Sur les quatre jeunes visiteurs, il y en avait du moins un qui pouvait avoir la trentaine ; c’était ce boxeur et lieutenant en retraite qui avait appartenu à la bande de Rogojine et se vantait d’avoir donné, autrefois, des aumônes de quinze roubles. On pouvait deviner qu’il s’était joint aux autres en bon compagnon, pour leur remonter le moral et, en cas de besoin, leur prêter main-forte. Parmi ses trois acolytes, le premier rang et le rôle principal revenaient à celui que l’on appelait le « fils de Pavlistchev », bien que lui-même se présentât sous le nom d’Antipe Bourdovski. C’était un jeune homme blond, au visage bourgeonné, de mise pauvre et malpropre. Sa redingote était si graisseuse que ses manches avaient des reflets ; son gilet crasseux boutonné jusqu’en haut dissimulait l’absence de linge. Il avait au cou une écharpe de soie noire, maculée et tordue comme une corde. Ses mains n’étaient pas lavées. Son regard exprimait, pour ainsi dire, un mélange de candeur et d’effronterie. Il était maigre, plutôt grand, et paraissait avoir vingt-deux ans. Son visage ne trahissait ni la moindre ironie, ni l’ombre d’une réflexion ; on n’y lisait que l’obtuse infatuation de ce qu’il croyait être son droit et, en même temps, un étrange et incessant besoin de se sentir offensé à tout propos. Il parlait sur un ton ému, et son débit précipité et hésitant, où se perdait une partie des mots, l’eût fait prendre pour un bègue ou même pour un étranger, bien qu’il fût de souche purement russe.

Il était accompagné du neveu de Lébédev, que le lecteur connaît déjà, et, en second lieu, d’Hippolyte. Celui-ci était un tout jeune homme de dix-sept ou dix-huit ans ; sa physionomie intelligente, mais perpétuellement crispée, portait l’empreinte du mal terrible qui le rongeait. Il était d’une maigreur squelettique, son teint était de cire, ses yeux brillaient et deux taches rouges lui empourpraient les joues. Il toussait sans discontinuer ; chacune de ses paroles, chacun de ses souffles, presque, était accompagné d’un râle. Il était évidemment arrivé au dernier degré de la phtisie et donnait l’impression de n’avoir plus que deux ou trois semaines à vivre. Il semblait épuisé et se laissa choir sur une chaise avant que les autres ne se fussent assis.

Ses compagnons entrèrent en faisant quelque cérémonie ; ils paraissaient un peu dépaysés, mais affectaient un air d’importance, comme s’ils eussent craint de compromettre leur dignité ; attitude qui jurait étrangement avec leur réputation de contempteurs des futilités mondaines et de gens qui ne reconnaissent d’autre loi que leur propre intérêt.

– Antipe Bourdovski, bredouilla en se présentant le « fils de Pavlistchev ».

– Vladimir Doktorenko, articula avec netteté et même avec suffisance le neveu de Lébédev, comme si son nom lui était un sujet de fierté.

– Keller, murmura l’ex-lieu tenant.

– Hippolyte Térentiev ! glapit sur une intonation inattendue le dernier visiteur.
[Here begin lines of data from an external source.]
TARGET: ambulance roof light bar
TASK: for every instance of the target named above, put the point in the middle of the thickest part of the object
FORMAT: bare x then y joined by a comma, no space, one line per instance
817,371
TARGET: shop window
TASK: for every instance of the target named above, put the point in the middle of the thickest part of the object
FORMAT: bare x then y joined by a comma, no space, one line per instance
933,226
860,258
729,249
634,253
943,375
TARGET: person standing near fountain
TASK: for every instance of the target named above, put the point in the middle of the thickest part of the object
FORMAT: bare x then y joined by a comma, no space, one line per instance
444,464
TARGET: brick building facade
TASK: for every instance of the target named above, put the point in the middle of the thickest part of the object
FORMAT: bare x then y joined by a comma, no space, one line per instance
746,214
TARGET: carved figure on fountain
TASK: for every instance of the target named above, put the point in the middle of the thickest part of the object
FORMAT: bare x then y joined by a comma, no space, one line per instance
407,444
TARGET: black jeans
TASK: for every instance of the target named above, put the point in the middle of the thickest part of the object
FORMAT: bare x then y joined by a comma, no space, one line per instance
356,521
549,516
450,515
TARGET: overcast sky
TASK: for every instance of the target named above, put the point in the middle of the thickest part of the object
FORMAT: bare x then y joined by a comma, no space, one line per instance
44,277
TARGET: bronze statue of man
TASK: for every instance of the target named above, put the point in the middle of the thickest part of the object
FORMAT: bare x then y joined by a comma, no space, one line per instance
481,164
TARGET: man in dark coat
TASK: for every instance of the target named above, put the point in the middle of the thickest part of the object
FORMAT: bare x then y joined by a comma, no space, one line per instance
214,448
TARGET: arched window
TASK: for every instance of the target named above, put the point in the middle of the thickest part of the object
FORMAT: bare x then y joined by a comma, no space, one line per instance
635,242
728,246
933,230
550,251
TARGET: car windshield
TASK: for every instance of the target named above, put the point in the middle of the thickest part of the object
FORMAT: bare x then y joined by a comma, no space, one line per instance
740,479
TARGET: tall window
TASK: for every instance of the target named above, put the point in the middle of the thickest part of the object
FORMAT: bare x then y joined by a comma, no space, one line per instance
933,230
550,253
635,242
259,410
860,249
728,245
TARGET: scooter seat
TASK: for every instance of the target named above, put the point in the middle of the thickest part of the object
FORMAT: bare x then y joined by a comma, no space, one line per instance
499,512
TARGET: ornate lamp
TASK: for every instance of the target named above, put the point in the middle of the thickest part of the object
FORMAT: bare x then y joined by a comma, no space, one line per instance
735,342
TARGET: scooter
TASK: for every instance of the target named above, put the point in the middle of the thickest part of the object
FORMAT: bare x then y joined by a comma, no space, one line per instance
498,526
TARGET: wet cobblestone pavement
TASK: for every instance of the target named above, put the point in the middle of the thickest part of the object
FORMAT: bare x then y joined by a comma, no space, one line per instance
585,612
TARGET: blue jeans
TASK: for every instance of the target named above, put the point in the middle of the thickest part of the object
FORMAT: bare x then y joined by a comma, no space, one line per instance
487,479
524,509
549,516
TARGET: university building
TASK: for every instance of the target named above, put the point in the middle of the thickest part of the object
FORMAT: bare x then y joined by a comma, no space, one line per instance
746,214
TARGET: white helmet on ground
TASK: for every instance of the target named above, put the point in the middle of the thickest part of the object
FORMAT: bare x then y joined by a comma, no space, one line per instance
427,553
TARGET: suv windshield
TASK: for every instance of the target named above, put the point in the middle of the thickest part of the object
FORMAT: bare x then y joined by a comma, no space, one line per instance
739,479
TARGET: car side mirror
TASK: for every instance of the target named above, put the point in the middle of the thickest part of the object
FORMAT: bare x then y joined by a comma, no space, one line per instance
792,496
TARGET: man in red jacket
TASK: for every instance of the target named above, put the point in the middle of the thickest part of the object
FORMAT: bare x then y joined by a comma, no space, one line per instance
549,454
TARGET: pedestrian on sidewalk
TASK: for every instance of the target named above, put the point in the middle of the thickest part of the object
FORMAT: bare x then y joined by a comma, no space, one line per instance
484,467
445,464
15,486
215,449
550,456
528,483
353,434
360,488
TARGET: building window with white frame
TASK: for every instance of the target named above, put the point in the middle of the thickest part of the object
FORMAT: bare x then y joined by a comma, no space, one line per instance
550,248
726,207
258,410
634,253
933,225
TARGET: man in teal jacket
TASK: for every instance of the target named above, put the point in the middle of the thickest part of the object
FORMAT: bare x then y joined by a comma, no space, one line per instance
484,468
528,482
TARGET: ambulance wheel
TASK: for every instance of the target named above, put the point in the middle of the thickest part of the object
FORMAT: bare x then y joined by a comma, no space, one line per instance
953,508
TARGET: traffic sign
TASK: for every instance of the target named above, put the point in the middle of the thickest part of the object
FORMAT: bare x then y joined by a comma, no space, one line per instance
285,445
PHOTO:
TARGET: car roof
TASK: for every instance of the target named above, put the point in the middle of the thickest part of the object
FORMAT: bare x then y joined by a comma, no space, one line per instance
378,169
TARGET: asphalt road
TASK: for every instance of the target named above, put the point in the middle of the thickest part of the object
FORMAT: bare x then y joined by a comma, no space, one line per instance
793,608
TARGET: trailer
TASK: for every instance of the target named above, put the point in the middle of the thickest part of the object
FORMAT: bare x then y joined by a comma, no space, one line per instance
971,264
Tout ce monde s’était assis en rang, face au prince. Après s’être présentés, ils se renfrognèrent et, pour se donner une contenance, firent passer leur casquette d’une main dans l’autre. Chacun était prêt à parler mais gardait cependant le silence, dans une attitude d’attente et de provocation qui semblait vouloir dire : « Non, mon ami, non, tu ne nous rouleras pas ! » On pressentait qu’au premier mot qui romprait la glace, tous se mettraient à pérorer à la lois en s’interrompant à qui mieux mieux.